Je kunt borstvoeding geven in verschillende houdingen. Welke houdingen zijn er? Wat zijn de voordelen en nadelen van elke houding?
Zelf een houding kiezen als je borstvoeding geeft
De kraamverzorgende vertelt je in welke houdingen je borstvoeding kunt geven.
Kijk zelf welke houding je het prettigst vindt. Het is belangrijk dat jij je ontspannen voelt. Dan stroomt de melk beter.
In deze video van het Voedingscentrum zie je verschillende houdingen waarin je borstvoeding kunt geven:
De youtube video wordt niet getoond omdat de cookies niet zijn geaccepteerd. Ga naar https://www.youtube.com/embed/KVpZJccl_yQ?si=TIq_RqQ8FpQIrXJn om hem alsnog te bekijken.
Hieronder lees je de welke houdingen er zijn:
Liggend voeden
Je ligt zelf op je zij, met je benen iets opgetrokken. Je kunt je onderste been strekken om steviger te liggen en je baby genoeg ruimte te geven om tegen jouw buik aan te liggen. Leg je baby ook op zijn zij, dicht tegen je aan met jullie buiken naar elkaar toe. Leg het armpje van je baby onder je borst. Zorg dat de neus van je baby iets onder je tepel ligt. Wanneer je baby de mond wijd opendoet, breng je hem of haar naar je toe door een steuntje in zijn of haar rug te geven.
Dit is een goede houding voor de eerste tijd na de geboorte en voor ’s nachts. Je kunt rusten terwijl je baby drinkt. Vooral na een keizersnede kan deze houding fijn zijn. Leg een kussen tegen de wond. Dat beschermt je als je kind met de voetjes trappelt.
Zittend voeden
Zittend borstvoeding geven kan het best op een plek waar je lekker zit. Dit kan een stoel zijn met armleuning, of een bank met wat extra kussens. Een kussen op schoot of onder je arm kan prettig zijn. Zet je voeten eventueel op een voetenbankje. Houd je baby op je arm. Draai zijn of haar buik tegen die van jou. Zo kun je je baby met je arm ondersteunen.
Doorgeschoven madonnahouding
Kleine baby’s zakken soms een beetje weg als je zit.
Je kunt ook in dezelfde zittende positie je baby met één hand onder zijn of haar rug naar je borst te brengen. Laat de zijkant van het hoofd op je vingers of hele hand rusten. Je arm draagt het lijfje achter je baby langs. Je vrije hand kun je gebruiken om de borst vast te houden als een broodje. Laat je baby zelf de borst en de tepel aanraken.
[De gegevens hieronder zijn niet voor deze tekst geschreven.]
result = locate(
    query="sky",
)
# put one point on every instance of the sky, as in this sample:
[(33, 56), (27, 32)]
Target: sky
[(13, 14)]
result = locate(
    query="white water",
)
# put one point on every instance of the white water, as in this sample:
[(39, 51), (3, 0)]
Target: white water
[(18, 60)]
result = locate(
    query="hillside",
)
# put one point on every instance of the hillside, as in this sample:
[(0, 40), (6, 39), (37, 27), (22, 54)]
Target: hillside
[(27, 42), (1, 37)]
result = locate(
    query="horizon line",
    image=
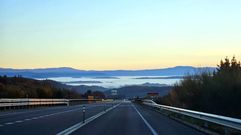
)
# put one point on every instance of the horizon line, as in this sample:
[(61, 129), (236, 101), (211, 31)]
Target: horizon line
[(106, 69)]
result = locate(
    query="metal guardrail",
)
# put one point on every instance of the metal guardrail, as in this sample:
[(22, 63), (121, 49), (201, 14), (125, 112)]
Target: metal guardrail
[(217, 119)]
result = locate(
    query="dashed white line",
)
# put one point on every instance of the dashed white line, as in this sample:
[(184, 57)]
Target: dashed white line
[(9, 123), (81, 124), (147, 124)]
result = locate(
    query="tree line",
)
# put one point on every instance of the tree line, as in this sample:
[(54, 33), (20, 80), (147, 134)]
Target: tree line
[(217, 92), (19, 87)]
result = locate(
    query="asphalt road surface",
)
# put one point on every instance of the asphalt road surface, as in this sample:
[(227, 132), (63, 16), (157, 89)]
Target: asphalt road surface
[(123, 118)]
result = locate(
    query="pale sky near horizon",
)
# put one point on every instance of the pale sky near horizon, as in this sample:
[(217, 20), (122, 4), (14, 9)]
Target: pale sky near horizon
[(118, 34)]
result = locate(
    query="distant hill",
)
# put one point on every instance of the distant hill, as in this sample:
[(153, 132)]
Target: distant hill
[(70, 72), (19, 87), (140, 91)]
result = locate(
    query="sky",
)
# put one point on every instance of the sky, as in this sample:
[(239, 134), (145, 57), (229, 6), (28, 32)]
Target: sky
[(118, 34)]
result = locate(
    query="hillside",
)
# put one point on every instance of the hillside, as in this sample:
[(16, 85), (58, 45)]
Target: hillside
[(18, 87), (70, 72)]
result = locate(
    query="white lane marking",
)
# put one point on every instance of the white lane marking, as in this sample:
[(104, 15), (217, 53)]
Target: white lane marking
[(81, 124), (43, 116), (9, 123), (147, 124)]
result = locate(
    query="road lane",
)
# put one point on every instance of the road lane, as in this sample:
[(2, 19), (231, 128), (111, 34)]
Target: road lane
[(123, 120), (164, 125), (51, 124), (128, 119)]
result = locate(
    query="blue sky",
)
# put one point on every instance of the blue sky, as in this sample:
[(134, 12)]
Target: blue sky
[(124, 34)]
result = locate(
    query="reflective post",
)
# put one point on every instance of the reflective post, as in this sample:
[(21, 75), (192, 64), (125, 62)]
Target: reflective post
[(84, 114)]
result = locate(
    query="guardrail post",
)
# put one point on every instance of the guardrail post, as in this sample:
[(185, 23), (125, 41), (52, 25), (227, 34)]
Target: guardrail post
[(226, 131), (84, 114)]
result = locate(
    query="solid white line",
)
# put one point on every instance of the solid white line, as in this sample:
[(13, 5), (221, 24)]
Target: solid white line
[(81, 124), (43, 116), (147, 124)]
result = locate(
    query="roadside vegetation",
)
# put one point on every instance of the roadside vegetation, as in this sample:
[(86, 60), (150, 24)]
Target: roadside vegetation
[(19, 87), (217, 92)]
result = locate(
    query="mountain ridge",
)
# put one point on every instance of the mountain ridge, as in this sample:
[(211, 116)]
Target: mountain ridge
[(71, 72)]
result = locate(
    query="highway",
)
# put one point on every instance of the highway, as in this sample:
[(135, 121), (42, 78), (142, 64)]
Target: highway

Zo nodig je hem uit om de borst goed te pakken.
Wanneer je baby klaar is met de eerste borst kun je hem of haar omdraaien en de andere borst aanbieden. Je kunt je baby ook naar de andere borst verplaatsen. Hij of zij komt dan in de bakerhouding of rugbyhouding te liggen.
Natuurlijke houdingen
Je kunt ook halfzittend of meer achterover, bijna liggend, voeden. Dit zijn meer natuurlijke houdingen. Leg je baby op zijn of haar buik op je. Laat je baby met de armpjes op jou leunen; zo kan hij of zij ze gebruiken om zichzelf te sturen. Je kunt je baby vanuit een knuffelpositie bijvoorbeeld naar beneden laten zakken tot hij of zij makkelijker bij je borst kan. Je baby zal zijn aangeboren voedingsreflexen gebruiken en op zoek gaan naar de tepel. Zo voed je meer samen, alsof je een team bent.
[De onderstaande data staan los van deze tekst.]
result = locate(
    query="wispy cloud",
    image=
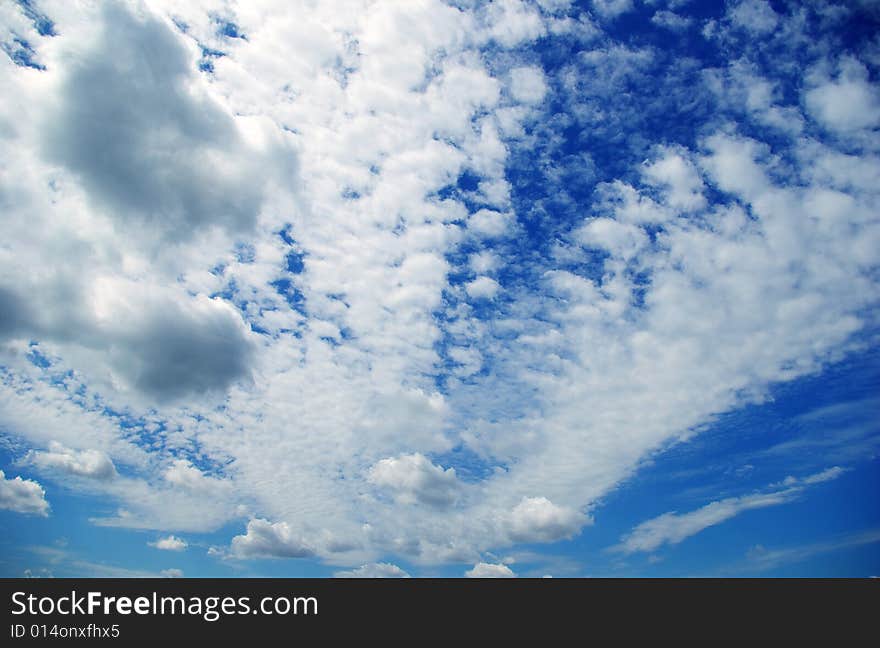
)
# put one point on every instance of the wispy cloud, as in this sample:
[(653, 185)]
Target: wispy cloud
[(672, 528)]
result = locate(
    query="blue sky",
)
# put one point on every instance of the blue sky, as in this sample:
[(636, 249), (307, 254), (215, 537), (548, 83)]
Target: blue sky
[(463, 289)]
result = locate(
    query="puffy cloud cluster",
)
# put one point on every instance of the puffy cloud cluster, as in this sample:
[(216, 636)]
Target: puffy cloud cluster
[(22, 496), (83, 463), (352, 275)]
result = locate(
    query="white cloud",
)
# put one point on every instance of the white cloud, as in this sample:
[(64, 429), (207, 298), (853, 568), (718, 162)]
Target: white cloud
[(672, 528), (483, 288), (228, 367), (412, 478), (527, 84), (170, 543), (537, 519), (22, 496), (756, 16), (846, 104), (611, 9), (680, 179), (83, 463), (489, 223), (619, 239), (490, 570), (513, 22), (264, 539), (374, 570), (671, 20)]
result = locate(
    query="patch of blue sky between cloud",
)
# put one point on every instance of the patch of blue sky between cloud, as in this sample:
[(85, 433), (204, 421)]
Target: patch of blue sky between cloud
[(512, 364)]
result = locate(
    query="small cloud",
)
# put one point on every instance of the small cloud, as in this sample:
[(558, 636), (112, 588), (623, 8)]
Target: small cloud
[(23, 496), (537, 519), (171, 543), (490, 570), (527, 84), (482, 288), (264, 539), (374, 570), (94, 464), (412, 478), (672, 527)]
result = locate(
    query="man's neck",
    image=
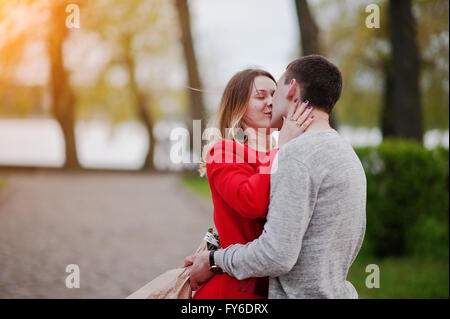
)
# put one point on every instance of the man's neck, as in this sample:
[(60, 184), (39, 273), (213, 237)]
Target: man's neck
[(321, 121)]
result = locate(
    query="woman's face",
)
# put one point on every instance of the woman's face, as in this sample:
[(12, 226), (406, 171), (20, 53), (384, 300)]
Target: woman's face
[(259, 108)]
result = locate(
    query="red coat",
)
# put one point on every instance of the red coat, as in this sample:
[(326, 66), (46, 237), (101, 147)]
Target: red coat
[(240, 185)]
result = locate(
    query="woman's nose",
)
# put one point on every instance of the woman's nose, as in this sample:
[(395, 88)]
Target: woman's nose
[(269, 101)]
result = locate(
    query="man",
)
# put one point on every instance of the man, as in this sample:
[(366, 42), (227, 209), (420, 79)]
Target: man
[(316, 220)]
Als de baby de borst niet goed in de mond neemt (‘aanhappen’), gaat het op deze manier vaak beter. De baby zal in deze houding als vanzelf beter en groter aanhappen. In deze houding kun je zelf ook beter ontspannen.
Rugbyhouding of bakerhouding
Leg je baby naast je, onder je arm, op een groot kussen, met de beentjes naar achteren. Leg je arm onder je baby’s rug en steun de zijkant van het hoofd met je hand. De houding lijkt op hoe iemand een bal stevig onder de arm draagt, zoals een rugbyspeler dat doet. In deze houding kun je goed zien wat je baby aan je borst doet.
Deze houding is heel geschikt voor in de eerste week, maar ook als je baby heel onrustig drinkt of na een keizersnede. Ook als je grote borsten hebt, kan deze voedingshouding handig zijn.
Rechtop voeden
Als de melk snel stroomt of als je je borst goed wilt ondersteunen, kun je je kind bijvoorbeeld meer verticaal voeden of bijna rechtop zittend op je schoot. Als je kind ouder is, kun je het ook zittend of zelfs staand naast je voeden.